Non-profit think tank and research network Research ICT Africa (RIA) has developed the Just AI Framework of Inquiry.
The contextually-grounded and action-oriented position paper aims to help African policymakers, researchers and technologists navigate the complexities of developing artificial intelligence (AI) systems.
Developed by RIA executive director Pria Chetty and RIA deputy director Dr Araba Sey, as part of the second phase of the Africa Just AI project, the framework responds to the urgent need to ground AI policy in Africa’s historical and contemporary contexts.
As AI technologies proliferate across every sector of society, the Just AI Framework of Inquiry reframes global debates on ethics and fairness by centring justice as the fundamental quality AI systems must embody, according to RIA.
Rather than replicating governance models designed for high-income economies, the framework calls for an approach that reflects Africa’s diverse democratic systems, development priorities and epistemic traditions, it says.
Through nine interrelated inquiries, from structural inequality and data justice, to democratic governance and environmental sustainability, the Just AI Framework of Inquiry equips policymakers, technologists and researchers with the tools to design and evaluate AI systems that actively promote equity, inclusion and care.
“The framework’s justice-oriented lens connects human rights, ecology and economy, guiding both research and regulatory reform to ensure AI advances public interest outcomes. It aims to move beyond aspirational ethics toward actionable mechanisms for embedding justice across the AI value chain,” notes Dr Sey.
The framework provides a holistic and multidisciplinary approach, moving beyond a narrow focus on technological risk to examine the interplay of AI with sustainable development, security, economic policy and governance.
“It recognises that effective AI governance requires a multidisciplinary approach, drawing on expertise in law, data science, economics and social sciences. This is crucial for developing integrated economic policies and governance frameworks that can address the full spectrum of AI’s societal consequences from labour market transformations to the regulation of intellectual property and competition,” Dr Sey adds.
The next phase of this project will test the framework’s application through participatory engagements with policymakers, civil society and research partners.
According to RIA, tech regulation, when developed through a justice-oriented lens, has the potential to unleash the developmental benefits of advanced innovation.
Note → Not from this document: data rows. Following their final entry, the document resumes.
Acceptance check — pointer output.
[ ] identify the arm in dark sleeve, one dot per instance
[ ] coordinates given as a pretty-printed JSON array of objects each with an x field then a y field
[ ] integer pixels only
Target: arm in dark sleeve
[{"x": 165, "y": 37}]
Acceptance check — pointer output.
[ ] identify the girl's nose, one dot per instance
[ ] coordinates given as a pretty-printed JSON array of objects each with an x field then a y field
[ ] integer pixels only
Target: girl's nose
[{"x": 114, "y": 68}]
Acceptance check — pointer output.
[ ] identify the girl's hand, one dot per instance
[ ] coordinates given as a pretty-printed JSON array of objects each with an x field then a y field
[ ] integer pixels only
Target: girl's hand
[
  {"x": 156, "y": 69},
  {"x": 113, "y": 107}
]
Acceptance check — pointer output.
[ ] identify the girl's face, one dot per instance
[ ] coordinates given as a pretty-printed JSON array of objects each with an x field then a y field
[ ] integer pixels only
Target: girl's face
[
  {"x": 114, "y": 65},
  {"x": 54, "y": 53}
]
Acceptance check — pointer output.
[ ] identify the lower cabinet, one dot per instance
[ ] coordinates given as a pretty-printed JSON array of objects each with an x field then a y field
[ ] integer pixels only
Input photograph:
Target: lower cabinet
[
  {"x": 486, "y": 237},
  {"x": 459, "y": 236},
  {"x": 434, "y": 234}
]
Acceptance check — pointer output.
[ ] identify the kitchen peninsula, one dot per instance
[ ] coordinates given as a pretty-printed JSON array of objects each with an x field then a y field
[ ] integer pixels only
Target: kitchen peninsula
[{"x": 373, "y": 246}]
Likewise, when AI systems are governed through justice-oriented frameworks, they can deliver equitable outcomes across diverse societies.
Yet, RIA is of the view that the dominant approaches to AI governance today − anchored in ethics, fairness and responsibility − remain inadequate. They are largely self-regulatory, driven by Global North actors, and designed for high-income countries with vastly different social, political and infrastructural realities. RIA’s research shows these frameworks often fail to recognise the uneven socio-economic contexts that shape life across the African continent.
“We have spent the past three years engaging deeply with this challenge: asking what it means to govern AI in ways that are truly just for Africa,” Chetty explains.
“We see a pressing need for a more deliberate and contextualised approach to AI governance; one that allows African countries to shift from being mere consumers of AI tech, to becoming co-creators of AI systems that reflect our development priorities, democratic values and lived experiences.
“Justice in AI requires more than inclusive aspirations. It demands redress of historical harms and inequities, attention to extractive data and value flows, and a commitment to ensuring that AI’s transformative potential is shared, not concentrated.”